The Maryland State Board of Elections yesterday said a petition for a referendum that would bar early voting has failed to get enough signatures.

The petition fell 138 signatures short of the 17,062 needed to put the referendum on November’s ballots, said Donna Duncan, deputy administrator of the elections board.

Thomas W. Roskelly, chairman of group that collected the petition signatures, demanded a public recount.

“This whole thing is being done in private,” said Mr. Roskelly, who learned of the signature shortfall from reporters. “Is politics involved in this whole process? The answer is: ‘You bet.’”

Election officials were recounting the signatures yesterday, and Mr. Roskelly will receive formal notice of the count today, Ms.

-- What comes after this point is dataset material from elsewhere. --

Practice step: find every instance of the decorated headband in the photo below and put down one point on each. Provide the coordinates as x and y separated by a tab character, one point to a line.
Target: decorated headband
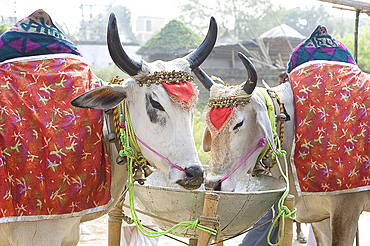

Duncan said.

On Monday, the State Board of Elections reported it had certified nearly 40,000 signatures on the petition, which the Annapolis-based group Marylanders for Fair Elections submitted May 30.

The group says the early voting law enacted by Democratic-controlled General Assembly this year invites voter fraud. The law allows voting in certain precincts as early as five days before Election Day.

Gov. Robert L. Ehrlich Jr., a Republican seeking re-election this fall, vetoed the early voting legislation last year and supported the petition drive, citing the potential for voter fraud.

An Ehrlich spokesman yesterday declined to comment before the State Board of Elections makes a formal announcement about the petition’s status.

Democratic lawmakers overrode Mr. Ehrlich’s veto of the early voting measure during this year’s regular session.

Maryland Democratic Party spokesman David R. Paulson said he was not surprised the petition appears to have fallen short.

“The voters saw through the baseless accusations and rejected [the governor’s] effort to suppress voter turnout,” he said. “Maryland is joining the majority of other states in this country that have early voting programs to increase voter participation.”

Some form of early voting is conducted in more than 20 states.

Mr. Roskelly, who was told Monday that he had enough signatures, questioned the petition’s sudden reversal of fortune.

He noted that the signature shortfall was discovered a day after Democratic lawmakers held a press conference to criticize the petition effort.

“The confidence is kind of striking,” Mr. Roskelly said.

Maryland’s elections board has been a partisan battleground during Mr. Ehrlich’s tenure. Democratic lawmakers intervened to save the job of elections board Administrator Linda H. Lamone, whom Mr. Ehrlich was seeking to oust.

“There should be a public recount with every media outlet in the room while they do it,” Maryland Republican Party spokeswoman Audra Miller said.

Under state law, an act of the General Assembly becomes a ballot question if a petition is signed by 3 percent of the number of voters who voted in the last gubernatorial election.

The early-voting petition needed a total of 51,185 signatures.

The first third of the signatures — 17,062 — were due May 30. That portion of the petition appears to have come up short.

The remaining 34,123 signatures were due June 30, but a failure to submit the first batch disqualifies the effort.